PyData London 2024

Fine Tuning: Building A Folk Music Recommendation System with LLMs
06-16, 10:15–10:55 (Europe/London), Warwick

🎵 What happens when you feed an embedding model with folk tunes? 🤖

Our journey starts with a powerful transformer-powered NLP use-case: automated topic modelling using embedding models, clustering algorithms and LLMs. But what if, instead of vibe-based summarisation of free-text survey responses, we wanted vibe-based summarisation of 46,000 folk tunes?

Join us to discover the hidden melodic structures found within music, with 🎻 live demonstrations 🎻 to highlight the differences between a "bluesy reel" and an "Amixolydian jig" discovered through a variety of unsupervised machine learning techniques. Our adventure continues by exploring how to develop a semantic "vibe search" engine for music, a regression model for tune popularity, combined into a folk tune recommender system.

Expect a unique blend of LLM theory, practical advice for applying transformers to text data, code samples, and live violin demos of AI-discovered folk tunes.
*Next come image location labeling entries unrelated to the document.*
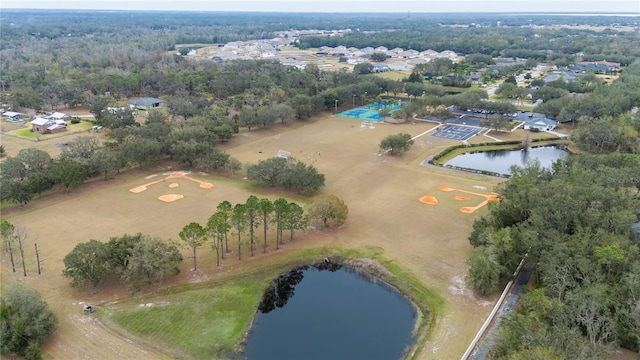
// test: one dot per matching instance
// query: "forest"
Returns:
(572, 222)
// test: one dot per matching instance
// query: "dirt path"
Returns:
(382, 194)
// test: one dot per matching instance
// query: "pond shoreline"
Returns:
(451, 152)
(377, 273)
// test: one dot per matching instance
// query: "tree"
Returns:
(233, 165)
(327, 210)
(67, 173)
(194, 235)
(302, 105)
(226, 209)
(265, 208)
(152, 260)
(213, 159)
(141, 151)
(35, 160)
(239, 222)
(106, 161)
(303, 178)
(13, 184)
(7, 233)
(86, 263)
(267, 172)
(280, 209)
(396, 144)
(294, 219)
(218, 227)
(484, 273)
(120, 250)
(81, 150)
(186, 152)
(26, 322)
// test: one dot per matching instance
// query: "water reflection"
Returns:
(500, 161)
(342, 313)
(283, 288)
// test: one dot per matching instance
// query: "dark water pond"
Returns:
(331, 312)
(500, 161)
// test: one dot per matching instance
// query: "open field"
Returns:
(382, 193)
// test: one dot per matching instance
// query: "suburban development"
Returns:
(222, 185)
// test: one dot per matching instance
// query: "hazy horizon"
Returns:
(351, 6)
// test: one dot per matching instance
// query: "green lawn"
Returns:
(210, 319)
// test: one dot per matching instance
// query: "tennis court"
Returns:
(368, 112)
(454, 132)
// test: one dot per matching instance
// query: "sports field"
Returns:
(455, 132)
(369, 112)
(385, 213)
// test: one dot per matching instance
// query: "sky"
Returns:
(403, 6)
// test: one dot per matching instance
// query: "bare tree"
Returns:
(21, 237)
(7, 232)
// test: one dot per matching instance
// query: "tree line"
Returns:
(573, 224)
(139, 260)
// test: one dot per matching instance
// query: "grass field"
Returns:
(423, 242)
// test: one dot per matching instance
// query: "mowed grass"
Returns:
(428, 243)
(26, 132)
(203, 323)
(210, 319)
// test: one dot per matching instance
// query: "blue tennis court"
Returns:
(464, 121)
(454, 132)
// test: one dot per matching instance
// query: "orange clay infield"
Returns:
(171, 197)
(428, 199)
(431, 200)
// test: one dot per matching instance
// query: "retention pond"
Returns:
(499, 161)
(330, 311)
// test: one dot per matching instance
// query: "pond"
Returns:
(331, 312)
(499, 161)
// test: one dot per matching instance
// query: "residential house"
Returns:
(566, 76)
(381, 49)
(602, 67)
(380, 67)
(46, 126)
(58, 116)
(12, 116)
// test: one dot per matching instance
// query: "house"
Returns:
(48, 126)
(601, 67)
(12, 116)
(540, 124)
(58, 116)
(144, 103)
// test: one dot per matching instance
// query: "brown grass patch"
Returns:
(380, 191)
(170, 197)
(430, 200)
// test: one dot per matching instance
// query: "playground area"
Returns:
(369, 112)
(462, 133)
This talk would be appropriate for anyone curious about LLMs, those looking for ideas on using embeddings for NLP, or anyone who likes foot tapping.


Why are Amixolydian reels so unpopular?

It took a lot to even ask the question: run thousands of folk tunes in ABC notation through an embedding model, parameter tune a clustering algorithm, identify distinct tune clusters, use an LLM to name the clusters, utilise the new transformer-powered "topic model" topics as dimensions for comparative analysis against a community-provided popularity score.

It turns out, Amixolydian tunes are very unpopular! This talk will educate and entertain in equal measure, covering some of the theoretical groundwork of the process outlined above:
1. What are embedding models & how to do they work?
2. Which clustering techniques performed the best & how did we find them?
3. What are the best practices for using LLMs for topic modelling?
4. Can embedding vectors be used as regression model features?

Great data scientists know that grokking ML models requires going deep into domain knowledge, understanding each sample qualitatively, finding out why outliers are outliers, and building an intuitive picture of your model's (probably wrong) view of the world. When it comes to music data this process is, literally, entertaining.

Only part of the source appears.